The new law, named for hate crime victims Matthew Shepard and James Byrd, Jr., will make it possible for New York state officials to solicit help from the US Justice Department with investigating and prosecuting attacks like the one in Queens. If such crimes occur in states without hate crime laws, or in states where hate crime laws are not enforced, the new measure will allow the DOJ to step in when local authorities fail to prosecute hate-motivated violence against women, the disabled, or the LGBT community (as well as attacks based on the victims’ race or religion). This legislation also provides funding to help state and local governments pay for hate crime prosecution and preventive youth programs.
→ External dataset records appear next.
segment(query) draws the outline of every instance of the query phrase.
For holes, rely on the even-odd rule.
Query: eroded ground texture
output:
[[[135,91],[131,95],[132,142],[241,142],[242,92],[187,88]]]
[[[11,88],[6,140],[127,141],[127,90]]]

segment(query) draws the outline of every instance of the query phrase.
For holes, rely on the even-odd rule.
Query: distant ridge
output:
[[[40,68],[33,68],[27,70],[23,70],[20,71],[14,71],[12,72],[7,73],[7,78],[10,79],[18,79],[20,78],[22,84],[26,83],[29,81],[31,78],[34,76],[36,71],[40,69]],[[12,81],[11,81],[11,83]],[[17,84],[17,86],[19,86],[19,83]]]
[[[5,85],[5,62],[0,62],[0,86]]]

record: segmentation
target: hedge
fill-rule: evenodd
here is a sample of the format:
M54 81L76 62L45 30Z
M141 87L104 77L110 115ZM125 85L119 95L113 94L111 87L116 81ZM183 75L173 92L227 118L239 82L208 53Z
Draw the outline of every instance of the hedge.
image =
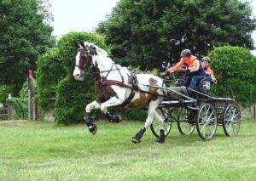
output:
M9 93L13 93L14 88L9 85L0 85L0 103L5 103Z
M8 105L14 106L16 110L17 118L27 119L28 117L28 86L27 81L26 81L22 88L20 91L20 98L10 98L7 99L6 102Z
M66 75L66 68L61 63L59 48L49 49L38 61L36 81L38 104L44 110L54 109L55 88Z
M210 52L209 57L218 80L214 89L217 96L224 96L230 87L236 99L242 105L256 102L256 58L248 49L218 47Z

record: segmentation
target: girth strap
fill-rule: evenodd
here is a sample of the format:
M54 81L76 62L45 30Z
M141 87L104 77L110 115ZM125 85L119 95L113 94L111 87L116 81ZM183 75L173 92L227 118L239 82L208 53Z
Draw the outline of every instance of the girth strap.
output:
M122 107L125 107L133 99L135 95L135 92L131 90L131 93L130 93L129 97L120 105Z

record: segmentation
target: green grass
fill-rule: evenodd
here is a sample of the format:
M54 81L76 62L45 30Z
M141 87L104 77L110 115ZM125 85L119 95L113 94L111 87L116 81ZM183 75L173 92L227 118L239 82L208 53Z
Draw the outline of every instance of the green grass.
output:
M236 138L218 127L205 142L174 124L164 144L149 129L134 144L142 126L101 122L93 136L84 125L0 122L0 180L256 180L256 121Z

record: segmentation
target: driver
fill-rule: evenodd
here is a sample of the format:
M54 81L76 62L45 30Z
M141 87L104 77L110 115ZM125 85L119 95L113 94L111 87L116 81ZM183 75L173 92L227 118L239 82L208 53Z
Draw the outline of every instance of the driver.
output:
M162 72L161 76L166 76L167 74L172 73L177 71L185 71L185 74L188 76L188 86L190 89L195 89L197 83L206 77L206 72L200 61L196 59L196 57L192 55L192 53L189 49L184 49L181 52L179 62L167 69L165 72ZM185 66L186 69L183 69L182 67Z
M205 69L207 76L212 78L212 81L214 83L217 83L217 80L215 78L213 71L210 68L210 58L209 57L203 57L201 59L201 65Z

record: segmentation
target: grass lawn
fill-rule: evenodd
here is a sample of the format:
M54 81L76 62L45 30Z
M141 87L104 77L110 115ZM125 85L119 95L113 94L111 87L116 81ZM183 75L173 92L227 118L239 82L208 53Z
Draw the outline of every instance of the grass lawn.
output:
M236 138L218 127L208 142L174 123L164 144L149 129L134 144L143 124L101 122L93 136L84 125L0 122L0 180L256 180L256 121Z

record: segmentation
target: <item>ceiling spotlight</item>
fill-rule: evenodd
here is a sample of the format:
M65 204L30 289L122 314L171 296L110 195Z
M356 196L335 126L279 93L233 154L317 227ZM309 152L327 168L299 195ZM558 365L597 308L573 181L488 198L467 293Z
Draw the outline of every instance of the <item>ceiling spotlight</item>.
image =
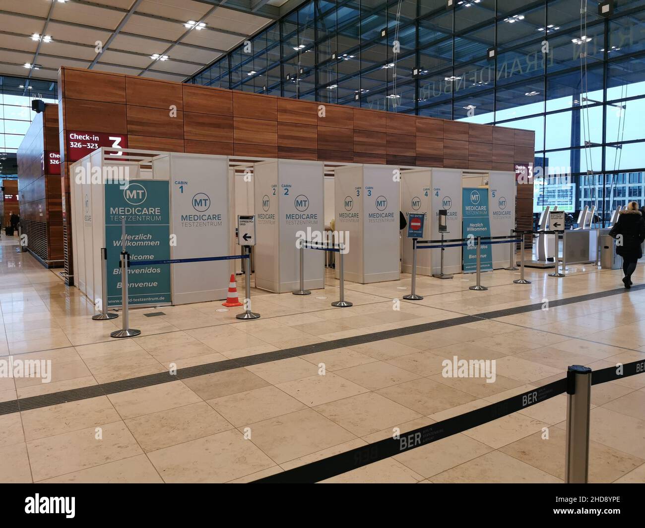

The federal Hate Crime Prevention Act was introduced almost a dozen years ago, but was defeated again and again by staunch opposition from the Bush administration and Republican members of Congress. Since the bill’s introduction, according to Attorney General Eric Holder, nearly 80,000 hate crime incidents have been reported to the FBI, about 16% of which involved sexual orientation.
Despite the combination of these statistics and the recent gay-bashing in Queens, a number of Republican senators still voted against the bill, ostensibly because it discriminates against anti-gay Christians. Although the language of the measure explicitly defines hate crimes as violent acts, not defamatory speech, Senator Jim DeMint (R-SC) worried that the bill was a “dangerous step” toward silencing people who “speak out too loudly about their religious views.”
No doubt Jack Price—along with the entire LGBT community and its allies—has already heard them loud and clear.